Fulton explains their driver, “A huge part of our success has been due to our inclusion in certain media ‘best of’ lists, and events we’ve been invited to participate in. By continuing to blindly say “yes” to systems that actively exclude or marginalize diverse voices, tastes and flavours, mean we’d continue to be complicit. We have a very diverse team and we’ve always had women in leadership roles, but that doesn’t exempt us from the very painful processes of grappling with patriarchy and white supremacy. When we collaborate with chefs that come from non-familiar (to us) culinary traditions, we learn more, have more engagement from the team, and the results are simply more delicious.”
Chefs and restaurateurs with local or international popularity would be able to amplify diverse voices by promoting or lending their platform to chefs who may be unfamiliar to diners through guest chef-ing or collaboration opportunities.

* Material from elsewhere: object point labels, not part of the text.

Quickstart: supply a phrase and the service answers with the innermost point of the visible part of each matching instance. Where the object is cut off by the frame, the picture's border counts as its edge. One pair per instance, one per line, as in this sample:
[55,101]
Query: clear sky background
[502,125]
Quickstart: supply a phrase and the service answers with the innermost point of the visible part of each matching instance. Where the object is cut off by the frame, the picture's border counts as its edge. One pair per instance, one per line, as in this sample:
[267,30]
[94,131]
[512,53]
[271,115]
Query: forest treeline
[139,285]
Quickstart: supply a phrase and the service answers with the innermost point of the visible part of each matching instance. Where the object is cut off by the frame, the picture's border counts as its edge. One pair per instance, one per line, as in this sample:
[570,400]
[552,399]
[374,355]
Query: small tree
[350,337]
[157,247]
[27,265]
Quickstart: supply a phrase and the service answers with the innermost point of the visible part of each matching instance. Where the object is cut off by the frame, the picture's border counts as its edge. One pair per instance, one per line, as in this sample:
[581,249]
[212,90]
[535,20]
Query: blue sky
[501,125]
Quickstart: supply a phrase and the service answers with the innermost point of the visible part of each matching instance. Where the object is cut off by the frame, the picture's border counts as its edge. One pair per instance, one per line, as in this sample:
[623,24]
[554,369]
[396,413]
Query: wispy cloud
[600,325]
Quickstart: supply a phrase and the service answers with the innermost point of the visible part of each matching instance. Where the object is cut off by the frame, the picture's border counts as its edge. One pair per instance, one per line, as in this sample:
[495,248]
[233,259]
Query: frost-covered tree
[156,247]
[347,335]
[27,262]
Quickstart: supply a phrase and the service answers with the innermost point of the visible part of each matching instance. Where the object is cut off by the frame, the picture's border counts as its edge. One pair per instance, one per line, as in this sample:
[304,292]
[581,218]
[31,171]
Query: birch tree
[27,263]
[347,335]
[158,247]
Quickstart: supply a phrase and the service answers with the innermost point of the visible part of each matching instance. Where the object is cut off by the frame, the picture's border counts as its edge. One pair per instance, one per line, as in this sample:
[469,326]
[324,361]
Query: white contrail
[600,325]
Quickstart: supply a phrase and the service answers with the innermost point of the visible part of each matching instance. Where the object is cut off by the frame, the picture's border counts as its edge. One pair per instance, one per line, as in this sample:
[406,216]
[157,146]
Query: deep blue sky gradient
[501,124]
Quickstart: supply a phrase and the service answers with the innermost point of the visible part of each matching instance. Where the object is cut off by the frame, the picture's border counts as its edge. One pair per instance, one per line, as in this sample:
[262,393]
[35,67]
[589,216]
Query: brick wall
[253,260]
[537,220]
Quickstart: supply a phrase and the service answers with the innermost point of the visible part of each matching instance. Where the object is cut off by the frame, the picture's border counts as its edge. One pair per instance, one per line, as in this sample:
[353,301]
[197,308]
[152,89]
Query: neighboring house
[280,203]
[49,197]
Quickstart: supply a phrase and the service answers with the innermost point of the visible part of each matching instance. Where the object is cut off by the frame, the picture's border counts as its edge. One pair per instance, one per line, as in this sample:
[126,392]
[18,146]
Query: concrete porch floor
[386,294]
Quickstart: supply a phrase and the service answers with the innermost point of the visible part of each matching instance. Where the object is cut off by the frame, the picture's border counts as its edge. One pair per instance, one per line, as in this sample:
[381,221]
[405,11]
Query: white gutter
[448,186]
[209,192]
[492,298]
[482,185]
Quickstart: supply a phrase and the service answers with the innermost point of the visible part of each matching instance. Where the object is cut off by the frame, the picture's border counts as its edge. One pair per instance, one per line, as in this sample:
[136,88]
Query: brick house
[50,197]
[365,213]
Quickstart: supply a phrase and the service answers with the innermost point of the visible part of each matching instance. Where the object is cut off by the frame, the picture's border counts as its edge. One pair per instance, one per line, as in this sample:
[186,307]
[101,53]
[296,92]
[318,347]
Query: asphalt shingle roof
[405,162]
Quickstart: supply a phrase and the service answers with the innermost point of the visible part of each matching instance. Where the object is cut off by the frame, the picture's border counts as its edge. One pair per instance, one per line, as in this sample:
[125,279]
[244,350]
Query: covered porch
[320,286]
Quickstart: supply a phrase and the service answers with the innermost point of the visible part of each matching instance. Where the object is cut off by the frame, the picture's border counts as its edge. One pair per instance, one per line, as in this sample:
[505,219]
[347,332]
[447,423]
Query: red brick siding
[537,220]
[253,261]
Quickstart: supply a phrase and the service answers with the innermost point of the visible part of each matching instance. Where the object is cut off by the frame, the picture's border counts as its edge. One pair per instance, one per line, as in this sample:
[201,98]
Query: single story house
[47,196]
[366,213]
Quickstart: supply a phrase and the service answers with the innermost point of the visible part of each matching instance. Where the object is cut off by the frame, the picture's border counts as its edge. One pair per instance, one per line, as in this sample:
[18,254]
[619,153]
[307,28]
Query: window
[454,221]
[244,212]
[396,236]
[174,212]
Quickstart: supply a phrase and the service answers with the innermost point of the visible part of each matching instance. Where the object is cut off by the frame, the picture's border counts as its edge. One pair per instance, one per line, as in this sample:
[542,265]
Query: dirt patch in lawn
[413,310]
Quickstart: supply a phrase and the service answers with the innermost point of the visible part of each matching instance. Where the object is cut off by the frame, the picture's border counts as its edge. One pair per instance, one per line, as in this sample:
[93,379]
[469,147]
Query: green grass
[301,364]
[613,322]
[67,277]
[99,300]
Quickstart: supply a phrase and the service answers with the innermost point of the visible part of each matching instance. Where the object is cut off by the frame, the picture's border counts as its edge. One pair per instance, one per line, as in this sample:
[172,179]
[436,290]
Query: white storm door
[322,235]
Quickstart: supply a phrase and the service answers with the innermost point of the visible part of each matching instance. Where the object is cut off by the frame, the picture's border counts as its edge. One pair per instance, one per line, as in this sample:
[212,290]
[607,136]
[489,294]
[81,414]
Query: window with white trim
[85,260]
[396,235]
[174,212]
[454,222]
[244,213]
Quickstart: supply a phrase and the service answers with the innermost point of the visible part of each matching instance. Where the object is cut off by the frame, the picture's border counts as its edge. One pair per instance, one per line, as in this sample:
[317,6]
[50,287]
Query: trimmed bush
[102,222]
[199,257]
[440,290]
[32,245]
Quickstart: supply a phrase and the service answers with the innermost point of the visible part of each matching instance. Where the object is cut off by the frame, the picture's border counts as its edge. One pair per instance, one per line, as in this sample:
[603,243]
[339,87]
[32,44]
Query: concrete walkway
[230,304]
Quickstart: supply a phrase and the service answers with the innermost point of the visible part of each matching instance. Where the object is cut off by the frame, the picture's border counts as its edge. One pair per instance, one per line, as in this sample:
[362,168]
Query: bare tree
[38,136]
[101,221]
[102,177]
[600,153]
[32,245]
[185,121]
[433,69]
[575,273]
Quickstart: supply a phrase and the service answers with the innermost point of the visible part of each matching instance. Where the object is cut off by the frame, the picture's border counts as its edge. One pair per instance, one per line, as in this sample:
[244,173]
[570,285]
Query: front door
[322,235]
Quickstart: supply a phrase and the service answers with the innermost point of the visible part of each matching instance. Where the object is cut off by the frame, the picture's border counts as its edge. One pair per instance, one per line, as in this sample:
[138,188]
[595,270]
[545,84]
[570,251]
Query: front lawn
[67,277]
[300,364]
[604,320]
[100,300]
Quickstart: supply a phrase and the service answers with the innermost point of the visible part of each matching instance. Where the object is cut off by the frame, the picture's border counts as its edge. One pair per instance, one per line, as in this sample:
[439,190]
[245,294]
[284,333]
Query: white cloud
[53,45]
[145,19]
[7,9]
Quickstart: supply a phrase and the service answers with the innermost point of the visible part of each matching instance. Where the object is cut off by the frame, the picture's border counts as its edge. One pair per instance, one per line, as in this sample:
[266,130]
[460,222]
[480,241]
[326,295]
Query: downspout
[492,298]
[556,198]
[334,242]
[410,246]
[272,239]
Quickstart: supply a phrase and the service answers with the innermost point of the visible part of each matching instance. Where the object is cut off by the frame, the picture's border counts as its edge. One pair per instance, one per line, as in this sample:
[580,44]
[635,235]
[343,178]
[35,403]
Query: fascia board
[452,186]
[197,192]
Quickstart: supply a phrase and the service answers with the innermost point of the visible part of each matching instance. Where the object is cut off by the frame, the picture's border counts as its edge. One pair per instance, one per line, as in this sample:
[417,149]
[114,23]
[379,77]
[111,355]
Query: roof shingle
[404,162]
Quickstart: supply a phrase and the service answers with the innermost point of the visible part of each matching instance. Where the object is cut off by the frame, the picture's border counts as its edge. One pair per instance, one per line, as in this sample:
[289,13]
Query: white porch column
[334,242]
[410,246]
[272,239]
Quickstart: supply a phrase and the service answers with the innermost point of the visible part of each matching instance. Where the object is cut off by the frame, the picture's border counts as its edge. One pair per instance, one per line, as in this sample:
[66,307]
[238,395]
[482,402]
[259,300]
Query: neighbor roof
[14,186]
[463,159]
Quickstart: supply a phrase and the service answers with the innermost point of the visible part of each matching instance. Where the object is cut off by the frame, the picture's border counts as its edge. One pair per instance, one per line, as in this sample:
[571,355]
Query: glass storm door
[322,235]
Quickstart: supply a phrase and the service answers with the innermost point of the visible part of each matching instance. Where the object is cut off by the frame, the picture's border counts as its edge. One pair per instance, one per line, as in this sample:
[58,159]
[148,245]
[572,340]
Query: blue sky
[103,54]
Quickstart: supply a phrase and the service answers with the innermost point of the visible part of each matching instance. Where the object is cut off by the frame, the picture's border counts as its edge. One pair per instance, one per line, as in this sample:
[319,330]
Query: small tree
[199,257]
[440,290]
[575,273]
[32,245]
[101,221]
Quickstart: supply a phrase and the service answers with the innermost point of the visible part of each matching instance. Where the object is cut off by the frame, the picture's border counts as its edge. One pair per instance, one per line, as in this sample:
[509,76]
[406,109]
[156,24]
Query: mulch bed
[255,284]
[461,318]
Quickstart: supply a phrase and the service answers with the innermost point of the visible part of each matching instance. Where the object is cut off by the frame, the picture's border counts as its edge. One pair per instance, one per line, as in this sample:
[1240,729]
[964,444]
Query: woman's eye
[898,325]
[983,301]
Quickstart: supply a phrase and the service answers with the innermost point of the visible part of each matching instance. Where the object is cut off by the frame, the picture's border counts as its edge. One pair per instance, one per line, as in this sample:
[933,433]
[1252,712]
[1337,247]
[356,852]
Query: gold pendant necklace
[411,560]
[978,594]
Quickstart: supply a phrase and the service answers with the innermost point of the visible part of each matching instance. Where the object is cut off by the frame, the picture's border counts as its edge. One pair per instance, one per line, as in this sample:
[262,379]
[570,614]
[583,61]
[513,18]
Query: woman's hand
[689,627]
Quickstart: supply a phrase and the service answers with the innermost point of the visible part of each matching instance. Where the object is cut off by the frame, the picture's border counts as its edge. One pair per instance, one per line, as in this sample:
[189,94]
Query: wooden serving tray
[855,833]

Each of us can take steps to demand a more inclusive food community. As diners we need to reflect on our own biases and harmful stereotypes that we may hold, try a cuisine from a culture that is unfamiliar to us, and consciously support businesses that are diverse and embody inclusive practices. Educators of up and coming talent in the hospitality industry could evaluate and diversify the techniques and cuisine taught in learning programs.
Phoebe Fung, proprietor of Vin Room and VR Wine sums this up well, “We all have a role in changing the culture within our own sphere of influence. We have a role in how we train and educate people who are coming into our industry. There are opportunities for us to change the path that we are on.”